To make open source truly viable as a research tool, we need to give back—which doesn’t mean you have to volunteer yourself. One easy idea is to add line items to your grant budgets for donations to critical open source projects. Or go a step farther: include funding to hire a software engineer who can directly contribute to critical projects. Investing in the projects we rely on means they’ll still be around when we need them.

Pipelines and Documentation

Documentation and pipelines for transmitting project knowledge from older graduate students to newer students can be critical. I was dependent on legacy code developed by earlier generations of grad students. Consider: If your group has a massive, largely undocumented codebase, at what point will newer graduate students throw it away (despite its purported many useful features) because they don’t understand it and feel it would be easier to rebuild from scratch? And how do students learn the common methodologies in your lab group?

Faced with problems like these, part of my mission as a graduate student became leaving every project I worked on better documented then when I found it. Here are three key things I did:

  • I gave every git repository an extensive readme explaining how to use the repo, install and run instructions, dependencies, design decisions, etc.
  • I documented every process I followed that I felt others might need to replicate, step-by-step, on our group’s wiki site. All students could edit the wiki. For example, I had one page explaining how I recorded audio for our robots, with details about the software I used for recording, cleaning up the audio and noise removal, shifting the pitch, where to save the files, and how to play the files on the robot.
  • I finished off every project with a public-facing blog post or a project page online, so people could get the gist without reading the whole academic paper. For example, here’s a blog post about kids’ relationships and learning with social robots, from my dissertation work. Here’s a project page about my Master’s thesis project, a robot that played storytelling games with kids.

I can’t count the number of times I re-read my own documentation when trying to remember how or why I’d done different things.

Another idea: In one lab group I observed, every new student was assigned a “buddy” who had been in the group for a year or more. The more experienced student was responsible for getting the new student up to speed, answering all their questions about group methodologies, codecases, materials, and so forth.

I’ve also seen groups hire someone part-time to do documentation and maintenance work. Sometimes this kind of stuff is rolled into a lab manager position.

Collaborate

I benefited from collaborations with people who had relevant expertise I lacked—such as domain knowledge in developmental psychology and education. How do you find collaborators? My first stop was always to ask friends, colleagues, or my advisor. My advisor knew many people and was excellent at connecting students with the right folks.

Find people in other fields who seem to be excited by the same kinds of questions as you. You can find these people at conferences (browse the talk listing and attend the ones that pique your interest), on Twitter, by reading papers and looking up the authors.

Then introduce yourself.

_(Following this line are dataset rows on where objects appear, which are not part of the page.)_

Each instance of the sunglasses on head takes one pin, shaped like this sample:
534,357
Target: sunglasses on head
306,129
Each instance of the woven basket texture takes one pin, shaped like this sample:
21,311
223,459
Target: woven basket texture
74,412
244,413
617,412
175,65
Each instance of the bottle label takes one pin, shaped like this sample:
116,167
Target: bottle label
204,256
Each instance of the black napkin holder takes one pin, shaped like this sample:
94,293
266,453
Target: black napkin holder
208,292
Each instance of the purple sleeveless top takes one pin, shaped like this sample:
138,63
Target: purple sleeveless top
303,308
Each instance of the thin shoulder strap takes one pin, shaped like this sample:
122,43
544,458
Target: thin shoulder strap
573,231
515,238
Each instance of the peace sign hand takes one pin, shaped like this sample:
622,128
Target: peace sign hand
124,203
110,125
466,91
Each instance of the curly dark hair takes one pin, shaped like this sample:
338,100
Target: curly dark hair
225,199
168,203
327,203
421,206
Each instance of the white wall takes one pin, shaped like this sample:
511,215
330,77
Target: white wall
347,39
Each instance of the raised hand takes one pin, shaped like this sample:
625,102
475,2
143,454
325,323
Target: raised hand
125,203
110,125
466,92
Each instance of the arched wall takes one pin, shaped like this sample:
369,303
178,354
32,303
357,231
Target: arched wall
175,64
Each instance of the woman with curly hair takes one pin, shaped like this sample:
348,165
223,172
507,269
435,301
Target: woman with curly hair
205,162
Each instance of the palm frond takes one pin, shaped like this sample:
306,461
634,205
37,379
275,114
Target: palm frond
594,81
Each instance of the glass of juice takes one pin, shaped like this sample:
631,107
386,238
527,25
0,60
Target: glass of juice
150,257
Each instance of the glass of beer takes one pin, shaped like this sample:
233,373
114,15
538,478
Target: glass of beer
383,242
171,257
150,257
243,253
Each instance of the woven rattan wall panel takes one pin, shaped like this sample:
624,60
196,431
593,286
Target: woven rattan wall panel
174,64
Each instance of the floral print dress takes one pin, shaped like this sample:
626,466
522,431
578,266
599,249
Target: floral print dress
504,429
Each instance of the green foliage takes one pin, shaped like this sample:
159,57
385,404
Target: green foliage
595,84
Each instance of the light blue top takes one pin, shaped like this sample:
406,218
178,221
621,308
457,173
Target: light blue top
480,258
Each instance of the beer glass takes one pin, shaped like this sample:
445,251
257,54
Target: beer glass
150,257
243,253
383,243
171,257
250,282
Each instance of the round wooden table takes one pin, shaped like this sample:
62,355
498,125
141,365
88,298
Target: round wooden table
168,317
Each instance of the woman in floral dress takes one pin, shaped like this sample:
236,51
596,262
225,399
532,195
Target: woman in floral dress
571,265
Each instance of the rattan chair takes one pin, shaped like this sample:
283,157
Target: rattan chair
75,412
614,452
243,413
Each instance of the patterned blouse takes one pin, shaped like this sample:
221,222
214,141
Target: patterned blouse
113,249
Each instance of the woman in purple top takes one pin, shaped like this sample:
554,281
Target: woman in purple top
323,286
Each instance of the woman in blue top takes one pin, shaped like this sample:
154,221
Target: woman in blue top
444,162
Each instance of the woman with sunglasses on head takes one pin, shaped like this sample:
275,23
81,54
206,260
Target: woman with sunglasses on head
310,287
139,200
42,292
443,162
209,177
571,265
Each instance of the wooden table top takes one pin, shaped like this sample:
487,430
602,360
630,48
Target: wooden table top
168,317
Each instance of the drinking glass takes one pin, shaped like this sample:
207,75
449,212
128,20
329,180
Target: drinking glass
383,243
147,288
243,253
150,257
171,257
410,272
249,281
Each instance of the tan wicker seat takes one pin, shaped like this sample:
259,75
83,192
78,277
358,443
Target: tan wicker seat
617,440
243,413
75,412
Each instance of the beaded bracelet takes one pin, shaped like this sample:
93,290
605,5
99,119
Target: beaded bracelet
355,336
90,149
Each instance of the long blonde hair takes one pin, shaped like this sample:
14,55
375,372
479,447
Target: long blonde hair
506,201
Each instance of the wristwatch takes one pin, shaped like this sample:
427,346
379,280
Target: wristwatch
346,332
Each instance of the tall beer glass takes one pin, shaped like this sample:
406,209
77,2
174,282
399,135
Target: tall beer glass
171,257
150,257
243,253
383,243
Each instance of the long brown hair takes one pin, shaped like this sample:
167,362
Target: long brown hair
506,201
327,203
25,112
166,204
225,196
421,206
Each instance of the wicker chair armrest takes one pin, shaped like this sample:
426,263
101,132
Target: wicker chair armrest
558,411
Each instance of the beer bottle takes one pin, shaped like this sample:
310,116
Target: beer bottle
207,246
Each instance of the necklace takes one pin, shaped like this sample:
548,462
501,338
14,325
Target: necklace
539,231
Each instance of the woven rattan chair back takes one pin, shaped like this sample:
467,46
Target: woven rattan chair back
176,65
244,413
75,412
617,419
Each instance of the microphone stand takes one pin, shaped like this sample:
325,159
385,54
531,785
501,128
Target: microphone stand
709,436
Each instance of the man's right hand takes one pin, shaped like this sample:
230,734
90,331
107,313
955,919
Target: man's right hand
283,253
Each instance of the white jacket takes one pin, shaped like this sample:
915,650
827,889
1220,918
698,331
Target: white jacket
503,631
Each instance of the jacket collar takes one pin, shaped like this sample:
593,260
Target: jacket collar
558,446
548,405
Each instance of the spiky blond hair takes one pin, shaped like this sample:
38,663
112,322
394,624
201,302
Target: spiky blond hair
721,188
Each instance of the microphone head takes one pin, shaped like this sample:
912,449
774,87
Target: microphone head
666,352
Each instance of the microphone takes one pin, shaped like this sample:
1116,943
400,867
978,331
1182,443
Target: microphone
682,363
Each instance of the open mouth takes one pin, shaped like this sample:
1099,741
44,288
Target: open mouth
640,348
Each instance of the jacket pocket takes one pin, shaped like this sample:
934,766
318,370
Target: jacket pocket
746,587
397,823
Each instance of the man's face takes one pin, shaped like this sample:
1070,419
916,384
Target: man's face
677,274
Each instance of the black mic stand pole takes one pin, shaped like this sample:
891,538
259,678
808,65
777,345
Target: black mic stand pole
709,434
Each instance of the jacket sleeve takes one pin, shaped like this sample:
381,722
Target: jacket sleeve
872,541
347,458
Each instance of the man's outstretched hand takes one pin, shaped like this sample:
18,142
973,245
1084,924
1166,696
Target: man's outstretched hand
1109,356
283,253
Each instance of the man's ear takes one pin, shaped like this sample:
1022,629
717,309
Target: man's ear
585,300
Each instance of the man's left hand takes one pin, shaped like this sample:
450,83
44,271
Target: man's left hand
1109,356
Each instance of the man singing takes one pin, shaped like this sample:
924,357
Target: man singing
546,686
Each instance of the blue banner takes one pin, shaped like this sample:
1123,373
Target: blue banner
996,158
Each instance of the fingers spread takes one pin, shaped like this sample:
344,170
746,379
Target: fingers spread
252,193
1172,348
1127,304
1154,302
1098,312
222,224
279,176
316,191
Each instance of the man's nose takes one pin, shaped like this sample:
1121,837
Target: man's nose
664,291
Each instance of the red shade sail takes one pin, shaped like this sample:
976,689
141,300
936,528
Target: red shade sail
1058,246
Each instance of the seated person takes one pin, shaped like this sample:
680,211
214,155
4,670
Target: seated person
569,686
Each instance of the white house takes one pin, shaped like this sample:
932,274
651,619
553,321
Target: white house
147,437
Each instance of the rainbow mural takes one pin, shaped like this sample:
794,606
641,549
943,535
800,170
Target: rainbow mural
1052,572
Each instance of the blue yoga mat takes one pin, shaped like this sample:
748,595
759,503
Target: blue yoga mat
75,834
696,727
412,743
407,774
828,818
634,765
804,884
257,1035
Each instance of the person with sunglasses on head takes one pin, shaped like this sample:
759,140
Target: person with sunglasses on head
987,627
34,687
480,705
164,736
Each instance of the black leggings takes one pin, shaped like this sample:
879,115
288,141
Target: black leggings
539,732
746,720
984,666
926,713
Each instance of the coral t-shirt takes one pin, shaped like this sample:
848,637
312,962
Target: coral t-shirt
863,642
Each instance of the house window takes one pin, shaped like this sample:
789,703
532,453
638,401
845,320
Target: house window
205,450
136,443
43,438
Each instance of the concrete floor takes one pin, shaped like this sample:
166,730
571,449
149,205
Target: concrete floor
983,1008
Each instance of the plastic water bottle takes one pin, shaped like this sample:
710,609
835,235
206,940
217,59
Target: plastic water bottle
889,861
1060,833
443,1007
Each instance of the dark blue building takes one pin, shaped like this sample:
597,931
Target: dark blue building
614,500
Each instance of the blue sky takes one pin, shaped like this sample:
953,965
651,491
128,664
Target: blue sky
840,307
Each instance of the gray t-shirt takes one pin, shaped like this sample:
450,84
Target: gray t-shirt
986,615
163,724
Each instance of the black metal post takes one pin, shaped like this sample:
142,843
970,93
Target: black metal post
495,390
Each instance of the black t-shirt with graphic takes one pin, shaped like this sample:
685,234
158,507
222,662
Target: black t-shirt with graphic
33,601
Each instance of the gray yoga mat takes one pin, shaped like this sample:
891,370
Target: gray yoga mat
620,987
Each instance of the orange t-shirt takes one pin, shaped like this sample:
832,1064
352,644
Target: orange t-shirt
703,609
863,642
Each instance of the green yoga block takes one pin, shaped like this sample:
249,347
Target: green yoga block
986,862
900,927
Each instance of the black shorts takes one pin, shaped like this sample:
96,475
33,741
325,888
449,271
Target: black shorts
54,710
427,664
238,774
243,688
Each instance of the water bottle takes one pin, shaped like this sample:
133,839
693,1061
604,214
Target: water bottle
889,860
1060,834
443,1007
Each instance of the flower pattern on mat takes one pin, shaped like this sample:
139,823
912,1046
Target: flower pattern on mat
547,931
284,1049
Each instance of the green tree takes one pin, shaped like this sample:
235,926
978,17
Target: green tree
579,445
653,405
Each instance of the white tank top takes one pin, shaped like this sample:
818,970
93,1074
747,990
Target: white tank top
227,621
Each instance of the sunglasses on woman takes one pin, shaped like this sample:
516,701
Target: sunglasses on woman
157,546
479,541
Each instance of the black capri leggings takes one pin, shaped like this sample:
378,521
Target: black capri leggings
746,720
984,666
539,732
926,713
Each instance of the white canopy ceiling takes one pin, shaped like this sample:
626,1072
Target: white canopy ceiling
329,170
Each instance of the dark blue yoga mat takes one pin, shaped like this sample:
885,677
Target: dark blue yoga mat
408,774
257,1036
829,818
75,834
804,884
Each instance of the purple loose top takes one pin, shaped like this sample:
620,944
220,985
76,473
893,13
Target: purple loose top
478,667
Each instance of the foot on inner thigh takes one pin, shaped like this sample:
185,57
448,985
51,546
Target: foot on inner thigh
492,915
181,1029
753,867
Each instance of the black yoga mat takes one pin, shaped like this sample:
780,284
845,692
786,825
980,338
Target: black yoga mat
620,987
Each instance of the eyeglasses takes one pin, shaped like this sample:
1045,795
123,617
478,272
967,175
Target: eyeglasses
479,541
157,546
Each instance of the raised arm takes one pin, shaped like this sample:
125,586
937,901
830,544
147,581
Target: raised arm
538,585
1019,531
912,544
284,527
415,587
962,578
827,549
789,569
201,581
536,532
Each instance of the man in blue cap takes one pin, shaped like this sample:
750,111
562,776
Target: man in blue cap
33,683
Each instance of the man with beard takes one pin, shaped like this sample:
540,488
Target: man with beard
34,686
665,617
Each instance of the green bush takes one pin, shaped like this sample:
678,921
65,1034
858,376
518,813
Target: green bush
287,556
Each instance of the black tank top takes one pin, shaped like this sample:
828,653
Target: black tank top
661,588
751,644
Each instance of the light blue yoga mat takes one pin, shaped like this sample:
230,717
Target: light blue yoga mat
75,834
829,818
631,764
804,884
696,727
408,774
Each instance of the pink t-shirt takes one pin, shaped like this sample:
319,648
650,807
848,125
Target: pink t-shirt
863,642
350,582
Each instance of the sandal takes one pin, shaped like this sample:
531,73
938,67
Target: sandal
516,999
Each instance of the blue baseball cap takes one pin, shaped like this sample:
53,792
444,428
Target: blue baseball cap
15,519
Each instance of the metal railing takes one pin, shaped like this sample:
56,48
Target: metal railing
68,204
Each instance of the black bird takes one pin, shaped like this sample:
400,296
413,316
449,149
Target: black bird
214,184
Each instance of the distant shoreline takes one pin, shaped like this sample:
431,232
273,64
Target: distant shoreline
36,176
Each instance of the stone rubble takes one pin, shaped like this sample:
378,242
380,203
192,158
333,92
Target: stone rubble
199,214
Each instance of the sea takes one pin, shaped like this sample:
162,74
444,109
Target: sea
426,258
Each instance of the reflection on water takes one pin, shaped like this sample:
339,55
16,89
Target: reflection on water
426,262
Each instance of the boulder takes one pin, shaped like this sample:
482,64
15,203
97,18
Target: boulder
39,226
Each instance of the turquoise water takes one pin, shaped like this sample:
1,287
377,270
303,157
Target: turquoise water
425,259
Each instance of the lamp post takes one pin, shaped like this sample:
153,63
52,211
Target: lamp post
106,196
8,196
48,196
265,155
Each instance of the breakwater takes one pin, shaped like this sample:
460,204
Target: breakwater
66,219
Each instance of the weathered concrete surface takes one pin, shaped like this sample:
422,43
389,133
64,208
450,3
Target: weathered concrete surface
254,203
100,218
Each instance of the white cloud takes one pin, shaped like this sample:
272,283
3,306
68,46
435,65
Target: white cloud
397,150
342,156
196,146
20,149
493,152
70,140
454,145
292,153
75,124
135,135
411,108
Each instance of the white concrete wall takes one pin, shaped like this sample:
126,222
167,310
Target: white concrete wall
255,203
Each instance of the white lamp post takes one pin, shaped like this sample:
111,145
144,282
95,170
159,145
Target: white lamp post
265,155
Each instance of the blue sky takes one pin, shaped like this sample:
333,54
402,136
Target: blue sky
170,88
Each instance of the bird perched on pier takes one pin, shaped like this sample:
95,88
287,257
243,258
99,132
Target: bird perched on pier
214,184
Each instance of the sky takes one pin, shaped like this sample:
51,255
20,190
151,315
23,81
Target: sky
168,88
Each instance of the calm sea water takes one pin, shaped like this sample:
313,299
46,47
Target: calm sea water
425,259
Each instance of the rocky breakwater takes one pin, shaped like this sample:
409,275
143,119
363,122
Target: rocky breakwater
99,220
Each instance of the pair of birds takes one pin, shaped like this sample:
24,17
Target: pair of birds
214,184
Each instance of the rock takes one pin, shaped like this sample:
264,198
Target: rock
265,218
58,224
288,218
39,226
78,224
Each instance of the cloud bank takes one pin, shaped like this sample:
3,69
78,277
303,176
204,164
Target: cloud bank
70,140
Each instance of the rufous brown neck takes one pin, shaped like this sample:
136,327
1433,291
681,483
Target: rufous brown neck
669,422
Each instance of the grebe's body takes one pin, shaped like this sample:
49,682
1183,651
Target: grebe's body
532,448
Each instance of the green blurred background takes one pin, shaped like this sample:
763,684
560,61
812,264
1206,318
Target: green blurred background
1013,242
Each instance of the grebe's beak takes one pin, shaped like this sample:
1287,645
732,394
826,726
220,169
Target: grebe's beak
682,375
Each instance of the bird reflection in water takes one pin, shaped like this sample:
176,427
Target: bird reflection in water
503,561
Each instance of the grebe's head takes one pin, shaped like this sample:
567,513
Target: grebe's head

Ask questions. I’ve found that most people in academia are very happy to talk about their own research field and their area of expertise. I mean, it makes sense: they wouldn’t be in that field if they weren’t passionate about it! This is to your advantage. Be friendly. Take notes.

Be willing to share your expertise as well. Research works better when we help each other out.

Open source Academia?

I’ve seen a trend lately toward increasingly open science. Frequently, the conversation is about open source software and open datasets. We should also talk about open methodologies, open assessments, and open whatever-else-is-used-in-your-research.

I’ve made many of my experimental study protocols, assessments, and code repositories publicly available. I’m excited about the questions my work tries to answer. If someone else is excited, too, and also wants to work on these questions, then I would love to be able to help them.